CATEGORIES Horror, New Releases, Fandom, Movie Marketing, Remakes and Sequels, Images, Fan Rant, Posters, Movie Photos, Movie News, New Releases, Cinematical
Steven Monroe's remake of Meir Zarchi's infamous rape/revenge flick I Spit on Your Grave has been in the news a lot over the course of the past few days. The film is already sparking controversy, not only after its world premiere at Fantasia (where one person passed out and another hijacked the Q&A session to berate the filmmakers), but also with its poster. Dustin Rowles over at Pajiba was quite upset at the image on the new one-sheet and wrote a lengthy piece about it entitled The Reprehensible Sexualization of Rape.
I think Rowles makes some interesting points in his piece, but I don't agree with all of them. Yes, the new poster for I Spit on Your Grave does attempt to use sex as a selling point. That's not any different from a million other posters, but since the sexualized woman featured prominently in the poster has just been beaten and raped, I can see the reason for his outrage.
Hit the jump for more observations about the remake and exploitation cinema in general.

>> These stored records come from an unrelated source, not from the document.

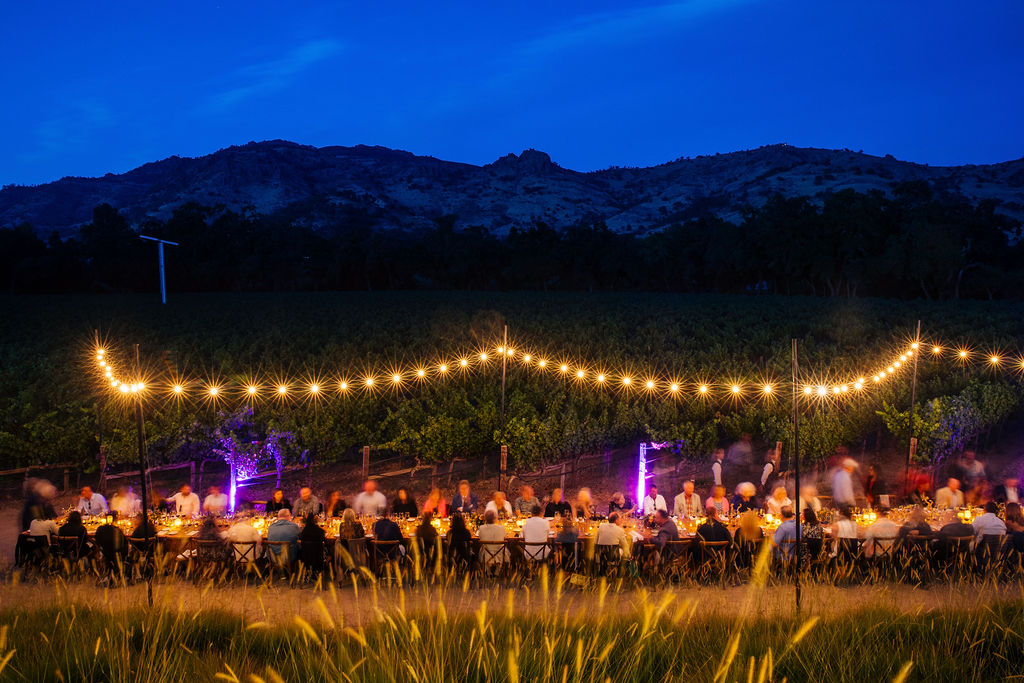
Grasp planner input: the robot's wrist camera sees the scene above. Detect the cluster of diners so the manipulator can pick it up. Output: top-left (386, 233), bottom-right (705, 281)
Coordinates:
top-left (17, 471), bottom-right (1024, 582)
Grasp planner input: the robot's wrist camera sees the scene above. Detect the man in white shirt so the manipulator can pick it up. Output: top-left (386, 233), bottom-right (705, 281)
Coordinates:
top-left (711, 449), bottom-right (725, 486)
top-left (111, 486), bottom-right (142, 519)
top-left (203, 486), bottom-right (227, 517)
top-left (352, 479), bottom-right (387, 517)
top-left (863, 508), bottom-right (899, 557)
top-left (672, 480), bottom-right (703, 517)
top-left (223, 518), bottom-right (263, 562)
top-left (75, 486), bottom-right (110, 515)
top-left (643, 484), bottom-right (669, 516)
top-left (167, 483), bottom-right (202, 517)
top-left (522, 503), bottom-right (551, 560)
top-left (833, 458), bottom-right (859, 507)
top-left (935, 477), bottom-right (964, 508)
top-left (483, 490), bottom-right (512, 518)
top-left (594, 512), bottom-right (630, 559)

The new I Spit on Your Grave art does feel cheap. By taking out the wooded background of the original one-sheet, it makes the entire focus of the piece switch to new star Sarah Butler. Minimalist film art seems to be quite popular right now, but it doesn't serve this movie well. I don't think that makes her any more sexualized than the character is in the original, but it does remove some of the context. This removal of context (the woods, the text that gives an explanation for the scene) makes the new poster feel different from its predecessor, even though technically they aren't all that different. The original star (Camille Keaton) is wearing the same outfit (covered up slightly more), appears filthy, bruised, and beaten from her encounter with the rapists, and is brandishing a knife. While one could make the case that Butler is standing in a slightly more provocative pose in the new one-sheet, I think the real concern here is the way that the artwork places the beaten actress on display, front and center.
The greater issue here is why is anyone surprised that an I Spit on Your Grave remake is exploitative in the first place. The original film has been banned and vilified over the years and a remake seems designed solely to cash in on its infamy with an entirely new generation of film fans. It is, after all, an exploitation movie -- a subgenre of film that doesn't always have artistic merit at the top of its list of objectives.

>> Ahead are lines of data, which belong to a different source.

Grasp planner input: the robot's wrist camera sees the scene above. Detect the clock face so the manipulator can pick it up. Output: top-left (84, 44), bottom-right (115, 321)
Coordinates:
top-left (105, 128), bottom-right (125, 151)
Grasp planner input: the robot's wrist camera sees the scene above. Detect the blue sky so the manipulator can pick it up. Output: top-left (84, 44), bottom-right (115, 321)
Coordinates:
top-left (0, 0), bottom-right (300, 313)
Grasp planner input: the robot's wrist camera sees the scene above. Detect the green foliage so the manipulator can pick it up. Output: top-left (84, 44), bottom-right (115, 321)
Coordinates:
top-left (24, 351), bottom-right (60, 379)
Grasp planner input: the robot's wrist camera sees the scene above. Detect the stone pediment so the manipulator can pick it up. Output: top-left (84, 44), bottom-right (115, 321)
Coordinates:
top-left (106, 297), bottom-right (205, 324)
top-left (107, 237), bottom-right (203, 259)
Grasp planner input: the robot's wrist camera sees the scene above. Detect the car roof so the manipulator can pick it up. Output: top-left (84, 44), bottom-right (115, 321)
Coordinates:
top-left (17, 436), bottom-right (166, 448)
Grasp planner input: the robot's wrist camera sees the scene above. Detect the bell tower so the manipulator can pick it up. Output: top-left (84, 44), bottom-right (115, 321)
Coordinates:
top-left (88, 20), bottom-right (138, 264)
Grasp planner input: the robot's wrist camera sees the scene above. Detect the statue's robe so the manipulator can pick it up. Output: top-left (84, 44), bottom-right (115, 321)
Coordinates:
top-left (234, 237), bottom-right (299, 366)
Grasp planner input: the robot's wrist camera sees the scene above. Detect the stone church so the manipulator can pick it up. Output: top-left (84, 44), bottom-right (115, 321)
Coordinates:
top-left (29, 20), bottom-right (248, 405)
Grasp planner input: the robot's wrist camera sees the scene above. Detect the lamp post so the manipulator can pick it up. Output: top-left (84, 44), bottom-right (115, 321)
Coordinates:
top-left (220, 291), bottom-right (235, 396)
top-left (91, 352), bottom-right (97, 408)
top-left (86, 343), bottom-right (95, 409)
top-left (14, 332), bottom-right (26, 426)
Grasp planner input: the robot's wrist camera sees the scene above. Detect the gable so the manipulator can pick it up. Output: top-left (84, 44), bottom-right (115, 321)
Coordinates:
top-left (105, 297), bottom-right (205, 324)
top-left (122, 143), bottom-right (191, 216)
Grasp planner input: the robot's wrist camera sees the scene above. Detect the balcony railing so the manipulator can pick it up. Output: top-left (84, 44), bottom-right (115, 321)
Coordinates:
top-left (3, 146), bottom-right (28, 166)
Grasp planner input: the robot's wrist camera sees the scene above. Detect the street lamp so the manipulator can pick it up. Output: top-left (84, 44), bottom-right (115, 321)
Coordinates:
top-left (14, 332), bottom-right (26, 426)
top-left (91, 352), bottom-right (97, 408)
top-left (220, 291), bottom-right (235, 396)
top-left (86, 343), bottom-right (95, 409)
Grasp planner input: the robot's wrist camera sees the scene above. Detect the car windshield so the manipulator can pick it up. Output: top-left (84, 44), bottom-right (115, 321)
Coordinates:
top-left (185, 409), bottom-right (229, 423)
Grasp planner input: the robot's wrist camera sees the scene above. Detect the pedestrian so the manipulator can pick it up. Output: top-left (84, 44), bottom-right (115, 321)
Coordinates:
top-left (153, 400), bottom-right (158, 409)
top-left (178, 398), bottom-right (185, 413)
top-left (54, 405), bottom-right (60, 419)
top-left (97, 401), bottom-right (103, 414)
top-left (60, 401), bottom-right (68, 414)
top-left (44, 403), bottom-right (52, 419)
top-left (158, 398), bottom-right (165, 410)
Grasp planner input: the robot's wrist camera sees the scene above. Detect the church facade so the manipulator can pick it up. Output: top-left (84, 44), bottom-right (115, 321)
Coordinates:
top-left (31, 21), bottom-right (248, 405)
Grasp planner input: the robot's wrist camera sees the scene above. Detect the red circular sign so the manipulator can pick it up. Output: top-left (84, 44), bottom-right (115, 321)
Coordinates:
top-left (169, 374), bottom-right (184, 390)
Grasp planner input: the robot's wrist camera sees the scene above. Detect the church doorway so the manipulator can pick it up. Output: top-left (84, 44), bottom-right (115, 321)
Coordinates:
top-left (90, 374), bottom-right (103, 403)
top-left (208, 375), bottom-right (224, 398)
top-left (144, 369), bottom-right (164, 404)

We've seen the exploitation film find wider audiences over the past few years. The advent of DVD led to the widespread availability of titles that were once all but impossible to find outside of grindhouse theaters and Mom and Pop video shops. When filmmakers like Quentin Tarantino started championing the titles and paying homage to them in his own work, it brought one more level of -- I hesitate to say the word respectability -- acceptance to these films. Remakes of movies like Wes Craven's Last House on the Left have found appreciative audiences, but something like Tarantino and Rodriguez's Grindhouse flopped -- seemingly proving that while the exploitation film is being acknowledged by a whole new audience, it's still something of an acquired taste.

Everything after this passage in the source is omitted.